Le lagerstätte de La Voulte-sur-Rhône est un gisement paléontologique de référence internationale, situé en France et réputé pour l’extraordinaire conservation des fossiles d'animaux marins datés du Jurassique moyen.

Fossile de Vampyronassa rhodanica (espèce éteinte de calmar vampire) du Callovien (Jurassique moyen), Voulte-sur-Rhône. Apparaissent également en arrière-plan une crevette (peut-être Aeger brevirostris) et au-dessus le bivalve Bositra buchii.

Historique

Le site se localise sur le territoire des communes de La Voulte-sur-Rhône et de Rompon, il correspond à l’ancienne exploitation minière de fer. Au cours du XIXe siècle, on extrayait jusqu’à 60 000 tonnes de minerai par an d’une vaste lentille d’environ 240 m de longueur et 50 m de largeur. C’est à cette époque que l’on découvre les premiers fossiles de crustacés et de poissons dans des nodules (concrétions sphériques ou ovales).

J. Fournet, en 1843, donne une première description du gisement dans une étude sur les terrains jurassiques et les minerais de fer de l’Ardèche. Le site fossilifère de La Voulte-sur-Rhône a fait par la suite l’objet de plusieurs études scientifiques ponctuelles et limitées à la description de quelques groupes zoologiques.

En 1967, une étude de Serge Elmi de l’Université Lyon I date précisément le gisement à l’aide des ammonites[1] ; le gisement fossilifère de La Voulte-sur-Rhône est daté du Jurassique moyen (Callovien inférieur, soit environ 165 millions d’années[2]). Des amateurs allemands viennent de temps en temps pour essayer de trouver la pièce rare, mais peu à peu le site tombe presque totalement dans l’oubli. L’extraction des fossiles est de plus en plus difficile en raison du fort redressement (pendage) des couches fossilifères (près de 70°).
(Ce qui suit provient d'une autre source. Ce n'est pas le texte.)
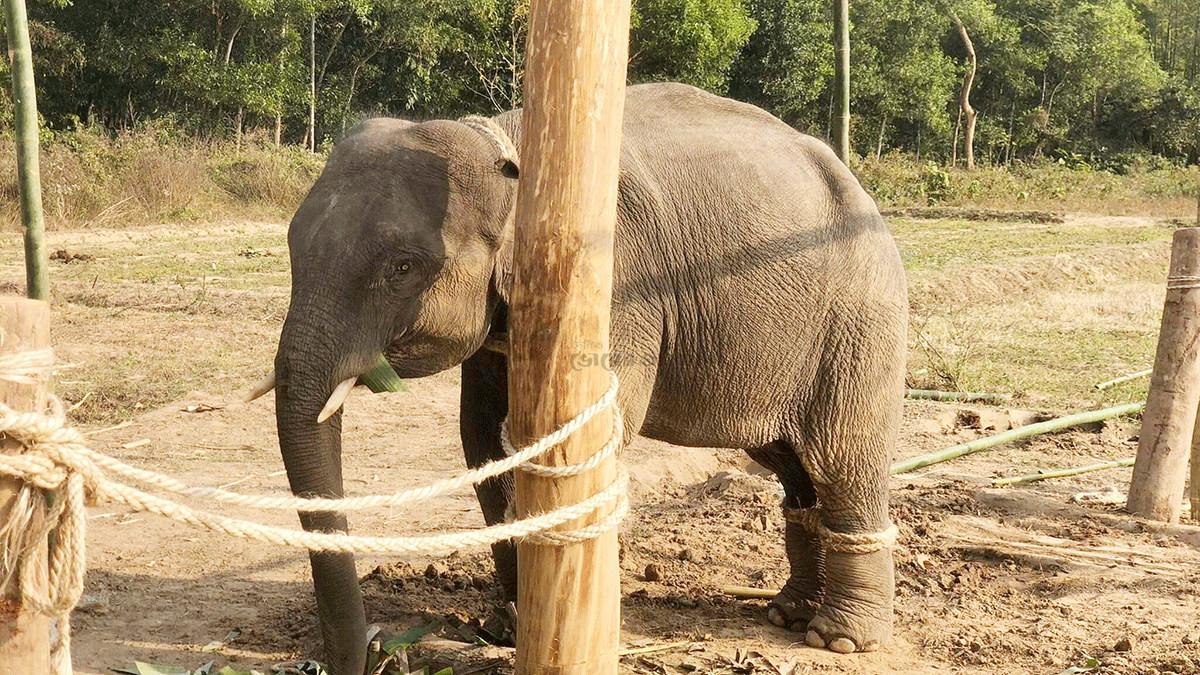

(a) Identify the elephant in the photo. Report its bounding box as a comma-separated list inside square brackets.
[256, 83, 907, 675]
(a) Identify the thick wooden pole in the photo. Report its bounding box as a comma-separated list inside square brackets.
[1127, 227, 1200, 522]
[0, 297, 50, 675]
[509, 0, 630, 675]
[4, 0, 50, 300]
[833, 0, 850, 166]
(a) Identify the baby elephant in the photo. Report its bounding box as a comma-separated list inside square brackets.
[260, 84, 907, 675]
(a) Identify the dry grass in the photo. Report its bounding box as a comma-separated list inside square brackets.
[892, 219, 1172, 411]
[0, 120, 324, 225]
[854, 157, 1200, 219]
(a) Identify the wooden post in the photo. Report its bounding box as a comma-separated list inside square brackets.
[0, 297, 50, 675]
[509, 0, 630, 675]
[1127, 227, 1200, 522]
[1188, 414, 1200, 522]
[4, 0, 50, 300]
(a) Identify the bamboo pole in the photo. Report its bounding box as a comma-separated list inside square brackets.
[905, 389, 1013, 406]
[833, 0, 850, 167]
[1126, 227, 1200, 522]
[892, 402, 1146, 476]
[0, 297, 50, 675]
[4, 0, 50, 300]
[991, 458, 1134, 485]
[509, 0, 630, 675]
[1096, 369, 1154, 392]
[721, 586, 779, 601]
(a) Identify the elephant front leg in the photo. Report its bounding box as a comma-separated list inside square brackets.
[458, 350, 517, 644]
[804, 527, 895, 653]
[767, 496, 824, 633]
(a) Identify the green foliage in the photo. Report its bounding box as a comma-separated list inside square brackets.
[629, 0, 755, 94]
[9, 0, 1200, 163]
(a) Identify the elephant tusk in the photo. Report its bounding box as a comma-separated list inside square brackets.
[317, 377, 359, 424]
[242, 370, 275, 404]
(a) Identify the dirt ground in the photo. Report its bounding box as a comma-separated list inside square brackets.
[0, 214, 1200, 675]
En 1973, les recherches sont reprises par Bernard Riou, paléontologue diplômé de l'école pratique des hautes études de la Sorbonne, avec l'autorisation du propriétaire du terrain où se situe le gisement. Bernard Riou découvre de nombreux fossiles dont celui du plus ancien octopode connu à ce jour[3].
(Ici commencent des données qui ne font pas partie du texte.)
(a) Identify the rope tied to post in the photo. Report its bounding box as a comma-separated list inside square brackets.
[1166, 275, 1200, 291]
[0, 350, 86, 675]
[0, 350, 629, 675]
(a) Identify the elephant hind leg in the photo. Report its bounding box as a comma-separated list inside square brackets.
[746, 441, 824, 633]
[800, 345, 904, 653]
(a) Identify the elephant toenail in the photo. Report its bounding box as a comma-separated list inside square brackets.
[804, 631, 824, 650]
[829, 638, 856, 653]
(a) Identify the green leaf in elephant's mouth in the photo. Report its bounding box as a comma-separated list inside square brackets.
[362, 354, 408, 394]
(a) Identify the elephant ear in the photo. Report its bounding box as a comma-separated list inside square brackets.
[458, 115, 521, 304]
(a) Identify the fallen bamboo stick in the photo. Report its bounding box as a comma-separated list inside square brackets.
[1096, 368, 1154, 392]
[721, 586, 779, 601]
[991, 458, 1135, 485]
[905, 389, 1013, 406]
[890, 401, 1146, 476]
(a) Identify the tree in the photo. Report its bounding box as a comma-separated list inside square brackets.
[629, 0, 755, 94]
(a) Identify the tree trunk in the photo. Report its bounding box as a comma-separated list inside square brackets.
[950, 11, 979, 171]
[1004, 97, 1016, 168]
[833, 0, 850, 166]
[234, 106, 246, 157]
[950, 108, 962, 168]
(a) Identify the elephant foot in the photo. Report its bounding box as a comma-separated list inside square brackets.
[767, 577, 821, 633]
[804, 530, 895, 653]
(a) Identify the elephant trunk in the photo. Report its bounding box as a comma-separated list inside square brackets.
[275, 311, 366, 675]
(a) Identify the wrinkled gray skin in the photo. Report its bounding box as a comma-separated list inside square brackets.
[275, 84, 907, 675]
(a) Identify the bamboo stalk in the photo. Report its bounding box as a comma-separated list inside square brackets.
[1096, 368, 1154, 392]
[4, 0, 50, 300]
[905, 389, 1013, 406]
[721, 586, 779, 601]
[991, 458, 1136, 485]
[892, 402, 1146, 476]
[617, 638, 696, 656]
Bernard Riou créé en 1989, à la Voulte-sur-Rhône, un Musée de paléontologie qui permettra à près de 200 000 visiteurs de découvrir, entre autres, de nombreux spécimens issus du laggerstätte. En 2006, après 18 ans d’existence, le musée ferme ses portes, victime de son succès... les locaux étaient devenus trop exigus. Il a rouvert en 2016 à Balazuc, dans le sud du département de l'Ardèche.

En 1996, Bernard Riou publie un important ouvrage sur le volcanisme de l’Ardèche : Ardèche, terre de volcans où pour la première fois il présente une hypothèse sur les raisons de la richesse du site fossilifère de La Voulte-sur-Rhône, et ce à la suite d'un travail en commun avec des chercheurs anglais de l’Université de Bristol[4].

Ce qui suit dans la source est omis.